For now, the ECB is clearly content enough with its current policy setting and also, one suspects, market pricing for one more cut this year given the lack of any steer otherwise. Our current call is for two more cuts to 1.50% under a central scenario for US tariffs to settle at 20% after a bumpy negotiation process. If we do end up with a benign outcome on US tariffs in line with recent media reports then we’d likely scale back our expectations for easing this year.
Markets view: Trade deal optimism helps to dampen ECB rate cut expectations & reinforces EUR’S upward trend
EUR remains on course to hit fresh year to date highs
The foreign exchange market impact from today’s ECB policy update has been muted. The EUR was strengthening ahead of today’s policy meeting and the policy update is unlikely to alter the EUR’s upward trend. The EUR has regained upward momentum over the past week lifting EUR/USD back up towards the year to date high of 1.1829 from 1st July.
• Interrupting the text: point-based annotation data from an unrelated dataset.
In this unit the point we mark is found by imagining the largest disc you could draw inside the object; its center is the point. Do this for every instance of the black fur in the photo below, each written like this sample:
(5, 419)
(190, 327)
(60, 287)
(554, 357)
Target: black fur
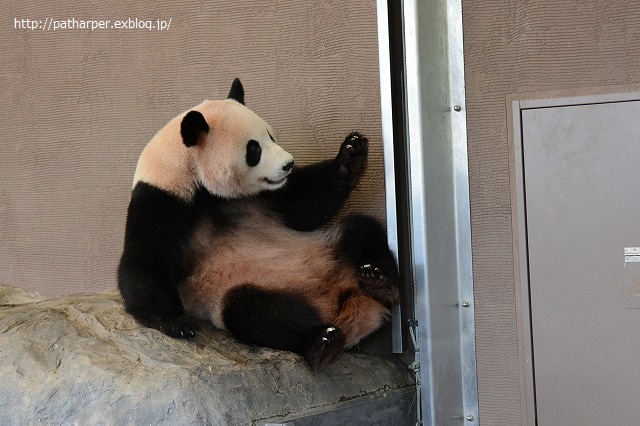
(193, 125)
(237, 91)
(152, 264)
(254, 153)
(363, 244)
(156, 256)
(281, 320)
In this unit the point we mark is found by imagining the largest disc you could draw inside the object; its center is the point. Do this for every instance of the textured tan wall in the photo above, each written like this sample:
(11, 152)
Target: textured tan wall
(78, 106)
(514, 46)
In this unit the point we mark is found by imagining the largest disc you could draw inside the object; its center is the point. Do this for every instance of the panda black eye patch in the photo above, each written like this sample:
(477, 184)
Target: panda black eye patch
(254, 152)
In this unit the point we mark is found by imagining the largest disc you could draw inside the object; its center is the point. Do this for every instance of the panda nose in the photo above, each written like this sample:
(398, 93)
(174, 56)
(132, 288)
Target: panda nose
(287, 166)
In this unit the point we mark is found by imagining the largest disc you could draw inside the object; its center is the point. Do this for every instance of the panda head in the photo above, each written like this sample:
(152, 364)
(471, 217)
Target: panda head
(220, 145)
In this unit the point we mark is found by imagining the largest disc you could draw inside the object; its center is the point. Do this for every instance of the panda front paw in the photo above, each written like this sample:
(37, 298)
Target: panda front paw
(352, 159)
(378, 284)
(324, 347)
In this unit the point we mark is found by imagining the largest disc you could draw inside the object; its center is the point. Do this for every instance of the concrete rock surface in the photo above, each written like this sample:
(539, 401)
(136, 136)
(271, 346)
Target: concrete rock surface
(82, 360)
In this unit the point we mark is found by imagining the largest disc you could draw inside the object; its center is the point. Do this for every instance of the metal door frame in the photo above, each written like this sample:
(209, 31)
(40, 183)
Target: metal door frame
(434, 198)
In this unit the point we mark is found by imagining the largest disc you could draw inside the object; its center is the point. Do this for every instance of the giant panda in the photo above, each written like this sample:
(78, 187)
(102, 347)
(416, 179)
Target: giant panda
(222, 227)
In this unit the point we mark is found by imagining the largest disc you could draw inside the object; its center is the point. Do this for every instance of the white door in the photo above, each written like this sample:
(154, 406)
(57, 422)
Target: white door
(582, 192)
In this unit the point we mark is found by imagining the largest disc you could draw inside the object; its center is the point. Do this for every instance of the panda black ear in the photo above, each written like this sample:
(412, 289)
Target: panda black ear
(237, 91)
(192, 127)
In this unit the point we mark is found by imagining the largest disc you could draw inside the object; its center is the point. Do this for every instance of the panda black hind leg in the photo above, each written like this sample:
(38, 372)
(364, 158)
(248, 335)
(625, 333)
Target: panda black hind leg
(281, 320)
(363, 243)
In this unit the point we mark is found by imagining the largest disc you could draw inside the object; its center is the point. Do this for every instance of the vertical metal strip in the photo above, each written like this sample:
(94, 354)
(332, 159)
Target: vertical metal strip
(463, 212)
(417, 210)
(384, 59)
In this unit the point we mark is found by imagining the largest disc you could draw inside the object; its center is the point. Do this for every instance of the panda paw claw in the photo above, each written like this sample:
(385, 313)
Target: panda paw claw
(378, 285)
(324, 347)
(181, 327)
(352, 158)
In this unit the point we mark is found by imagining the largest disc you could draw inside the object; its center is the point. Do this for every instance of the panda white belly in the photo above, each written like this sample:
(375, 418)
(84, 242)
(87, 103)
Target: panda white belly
(262, 252)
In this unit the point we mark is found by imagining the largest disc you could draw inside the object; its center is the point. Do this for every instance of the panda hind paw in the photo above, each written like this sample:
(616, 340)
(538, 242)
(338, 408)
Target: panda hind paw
(324, 347)
(180, 327)
(378, 285)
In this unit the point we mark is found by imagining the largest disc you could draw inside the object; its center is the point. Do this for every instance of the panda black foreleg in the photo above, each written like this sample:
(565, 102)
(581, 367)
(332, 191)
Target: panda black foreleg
(281, 320)
(315, 193)
(151, 265)
(363, 243)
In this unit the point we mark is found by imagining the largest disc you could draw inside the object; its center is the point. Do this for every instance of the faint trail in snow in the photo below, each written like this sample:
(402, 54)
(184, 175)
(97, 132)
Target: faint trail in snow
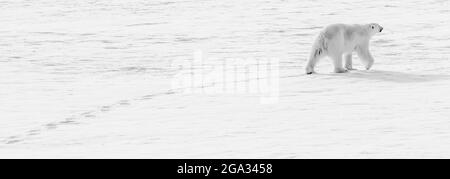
(79, 118)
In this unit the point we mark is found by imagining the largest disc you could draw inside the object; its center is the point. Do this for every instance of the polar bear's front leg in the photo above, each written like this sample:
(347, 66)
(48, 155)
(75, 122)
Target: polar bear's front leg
(365, 56)
(348, 62)
(337, 61)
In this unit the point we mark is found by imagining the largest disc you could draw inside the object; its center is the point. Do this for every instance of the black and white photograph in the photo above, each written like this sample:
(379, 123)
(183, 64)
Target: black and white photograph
(224, 79)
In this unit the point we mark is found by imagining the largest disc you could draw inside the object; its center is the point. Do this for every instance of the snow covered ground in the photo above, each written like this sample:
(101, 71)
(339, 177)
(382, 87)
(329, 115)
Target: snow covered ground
(95, 79)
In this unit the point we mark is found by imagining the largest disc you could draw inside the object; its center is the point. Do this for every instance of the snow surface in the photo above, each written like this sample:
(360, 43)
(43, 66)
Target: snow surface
(94, 79)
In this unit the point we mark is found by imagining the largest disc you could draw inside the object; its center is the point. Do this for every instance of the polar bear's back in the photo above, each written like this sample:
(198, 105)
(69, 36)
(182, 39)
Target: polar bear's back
(342, 37)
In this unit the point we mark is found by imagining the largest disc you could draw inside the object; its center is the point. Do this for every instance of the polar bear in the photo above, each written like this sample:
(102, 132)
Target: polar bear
(341, 39)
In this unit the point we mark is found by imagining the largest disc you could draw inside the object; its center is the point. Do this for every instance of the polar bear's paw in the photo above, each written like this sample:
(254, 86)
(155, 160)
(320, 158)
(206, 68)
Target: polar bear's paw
(310, 71)
(340, 70)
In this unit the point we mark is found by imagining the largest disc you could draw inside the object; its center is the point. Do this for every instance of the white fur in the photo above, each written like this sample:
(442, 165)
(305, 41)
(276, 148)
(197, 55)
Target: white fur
(339, 40)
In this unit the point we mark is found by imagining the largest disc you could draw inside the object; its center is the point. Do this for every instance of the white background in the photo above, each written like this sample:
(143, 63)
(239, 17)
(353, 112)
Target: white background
(92, 79)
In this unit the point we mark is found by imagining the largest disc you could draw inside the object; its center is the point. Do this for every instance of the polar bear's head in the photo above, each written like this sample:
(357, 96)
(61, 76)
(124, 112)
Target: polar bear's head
(374, 28)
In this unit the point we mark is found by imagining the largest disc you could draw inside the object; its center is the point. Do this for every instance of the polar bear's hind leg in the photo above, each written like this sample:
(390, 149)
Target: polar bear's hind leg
(316, 54)
(337, 61)
(348, 62)
(365, 56)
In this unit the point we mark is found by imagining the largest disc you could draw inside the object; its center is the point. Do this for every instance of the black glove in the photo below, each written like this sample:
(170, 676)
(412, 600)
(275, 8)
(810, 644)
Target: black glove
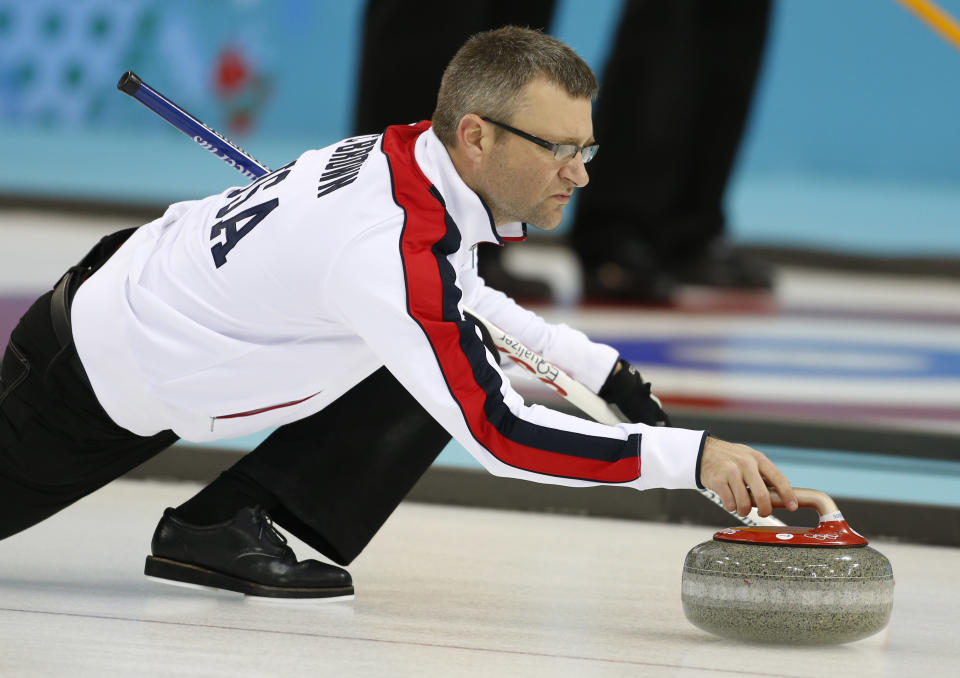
(626, 389)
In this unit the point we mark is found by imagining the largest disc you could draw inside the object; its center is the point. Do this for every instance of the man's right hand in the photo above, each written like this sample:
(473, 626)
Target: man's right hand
(740, 475)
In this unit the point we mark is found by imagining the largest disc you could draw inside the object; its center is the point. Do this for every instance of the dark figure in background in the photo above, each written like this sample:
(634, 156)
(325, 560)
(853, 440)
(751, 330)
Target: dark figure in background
(674, 99)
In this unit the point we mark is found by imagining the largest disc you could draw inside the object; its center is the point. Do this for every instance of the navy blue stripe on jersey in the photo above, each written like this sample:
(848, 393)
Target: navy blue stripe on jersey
(429, 236)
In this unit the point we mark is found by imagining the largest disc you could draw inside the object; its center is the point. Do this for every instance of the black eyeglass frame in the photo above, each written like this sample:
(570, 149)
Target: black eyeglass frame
(587, 152)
The EUR has derived support from building investor optimism over the potential for a trade deal to be announced between the EU and US ahead of next week’s “reciprocal” tariff deadline on 1st August. The FT has reported that an EU trade deal could be similar to the deal announced this week between the US and Japan. The deal could reportedly set a “reciprocal” tariff rate on imports from the EU at 15% including on autos & parts. It would lower the current tariff rate on autos & parts from 27.5% and prevent the “reciprocal” tariff rate from rising to 30% if no deal is reached by 1st August. In today’s press conference President Lagarde noted that a trade deal “would clear some uncertainty” and that they are “attentive to the path of trade negotiations”. A trade deal would help to ease downside risks for the euro-zone economy but it would have been premature for the ECB to acknowledge that more strongly at today’s meeting before a deal is finalized.
The changing risk assessment for the euro-zone economy is encouraging a hawkish repricing of the outlook for the ECB’s policy rate. The euro-zone rate market has been scaling back ECB rate cut expectations and is currently pricing in only around 7-9bps of cuts by the September and October policy meetings, and 18bps by the December policy meeting. It compares to pricing a week ago when there were to around 12-15bps of cuts priced in by September and October, and 24bps for December. Market participants are becoming less confident the ECB will cut rates further this year even as inflation is expected to fall below target. President Lagarde encouraged those expectations by stating “you could argue that we are on hold”.
If a trade deal is finalized we plan to drop our call for two further 25bps cuts this year but still expect one more cut on the back of continued disinflation in the euro-zone. The stronger EUR is contributing to disinflation pressures in the euro-zone, and we expect it to strengthen further albeit at a slower pace than during the 1H of this year (click here). In today’s press conference, President Lagarde noted that we “monitor exchange rates as they matter for forecasts” and “we do not target any exchange rate”. She acknowledged that a stronger EUR could “dampen inflation more than expected”. Overall the pushback today from the ECB against EUR strength remained relatively weak and is unlikely to derail the current strengthening trend leaving the door open for EUR to hit fresh year to date to highs if a trade deal is finalized heading into the summer.